Friday, July 12, 2013

Fried Pie.

Now, here is a decadent idea – Fried Pie. I can hardly wait for your memories and comments, my American friends. I understand that in the South, fried pie is, or used to be, a popular treat, and a useful way of using up the scraps of dough left over from making breakfast biscuits.

 Here is a little snippet about its use amongst Rebel prisoners during the Civil War, from the New York Times of August 31, 1863.

Fort Delaware.
An Inside View of Captive Rebeldom.
Wilmington, Delaware, Saturday, Aug. 22, 1863.
Twelve hundred letter reach the island daily for the prisoners, which are duly read and distributed, if not contraband. More or less money is constantly sent them, which they are allowed to spend at the sutler’s, a Yankee soldier acting as the go-between. The rebels buy in this way, molasses, fruit, extra pork, pie, and milk. They are not allowed to buy spirits. The inner portion of the sea-wall on the west side of their quarters, is constantly alive with cooks, operating over chip fires, with fire pans in which they fry pork, crackers, crumbs, a little fish taken from the ditches, and pie. A fried pie seems, from some reason or other, to be the most desirable, as it is, perhaps, the most expensive of these superaided and greasy luxuries. Imagine on the sloping foot of an embankment fifty or sixty individuals, such as I have described, begrimed with smoke and dirt, melting with the heat of the sun above and the fire below, a curious and motley crowd behind them, staring with envious eyes at the fortunate kitcheners, rich in fruition of crackers, skinned ells, pork-chop, and adamantine pie. This is the culinary apex of rebel prisonerdom.

And here are the instructions on how to make these treats:

Fried Pie.
A very good and saleable sort is precisely like Bismarcks except the shape. Cut out large flats, wet the edge, put a spoonful of fruit in the middle and double the side over like any other sort of turnover. Rise an hour and fry. Another sort of fried pie is made of common covered pie paste, in shape like a turnover, with a little fruit inside. Close the edges well Fry as soon as made, light colored, in hot lard. The others are a kind of fried bread and light. These are fried pie paste, yellow and crisp.
Cooking for Profit: A New American Cook Book Adapted for the Use of All who Serve Meals for a Price. Originally Published in the "San Francisco Daily Hotel Gazette” (1893) by Jessup Whitehead.


Aurora Lucia Marinella said...


Sweet potato Fried pies! I lived in Atlanta, Georgia, USA for the summer back in 1983-ish and pretty much *lived* on them.

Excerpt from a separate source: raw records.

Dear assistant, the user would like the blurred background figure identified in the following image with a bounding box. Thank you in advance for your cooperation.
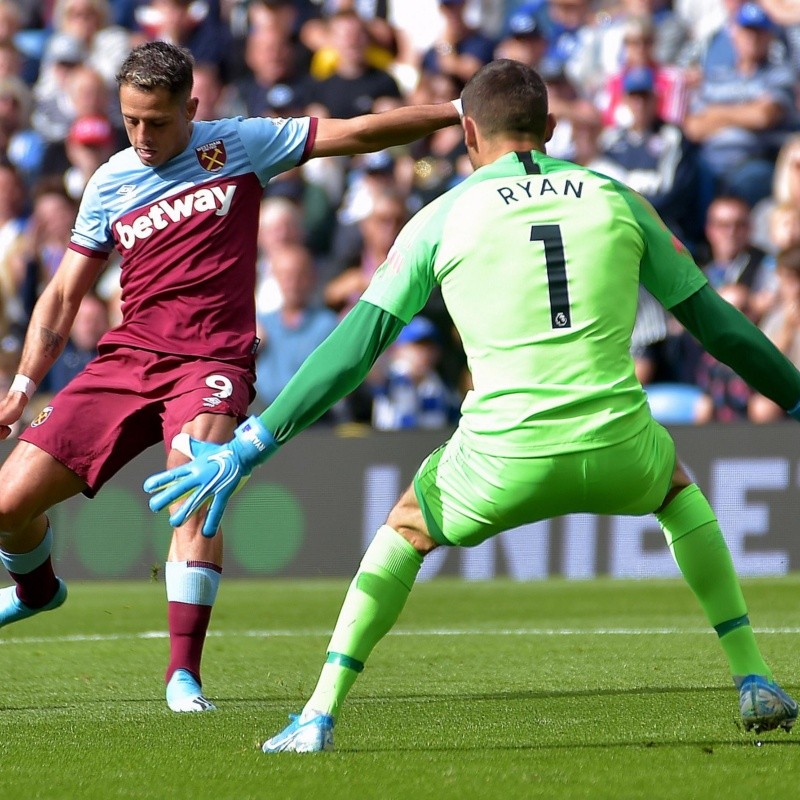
[597,14,688,129]
[592,65,700,246]
[47,0,130,87]
[324,187,408,317]
[372,315,459,431]
[254,243,337,411]
[301,9,402,119]
[750,244,800,422]
[683,2,796,208]
[421,0,496,83]
[42,291,109,395]
[135,0,232,80]
[699,195,767,295]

I'm going to have to try making some. Thanks! :)

Baydog said...

Cooking for profit. Now there's a novel idea!

SometimesKate said...

Once upon a time, 'lo these many years ago, McDonald's sold fried apple and cherry pies. They were much tastier than the current baked variety, not to mention had more filling. Back then, McDonald's was frying things in lard or suet or a combination thereof, which was the secret to their fries, IMO.

korenni said...

Does anyone have any idea what an "adamantine pie" is? Sounds like something you'd use as a doorstop!

The fried pies I've eaten (mostly in Memphis, Tennessee) were definitely made with pie crust, not biscuit dough -- I often make biscuits myself, and I can't imagine trying to use the dough for fried pies; I'd think it would fall apart. Of course, that kind of dough is often used for the kind of dumplings you put on top of a dish like chicken and dumplings and it holds together fine where it touches the liquid, so maybe it would be okay in a frying situation? I'd love to hear from anyone who has done this.

Shay said...

In reading a book about Paris under the Nazi occupation, I ran across a statement to the effect that people deprived of adequate nourishment develop an unusual appetite for fats and sweets.

(This was four or five years ago but I seem to remember that the author was referring to the popularity of pork and sugar on the black market).

Certainly, if you could not get enough bread, meat, eggs, fresh vegetables, etc, a fried pie which did not use those scarce commodities would be very popular.

The Old Foodie said...

Hello all, and thanks indeed for your moments. I am only just catching up with everything after being away for three weeks, hence the late response to your comments.
This fried pie idea does intrigue me very much - I am going to see what else I can find out about them.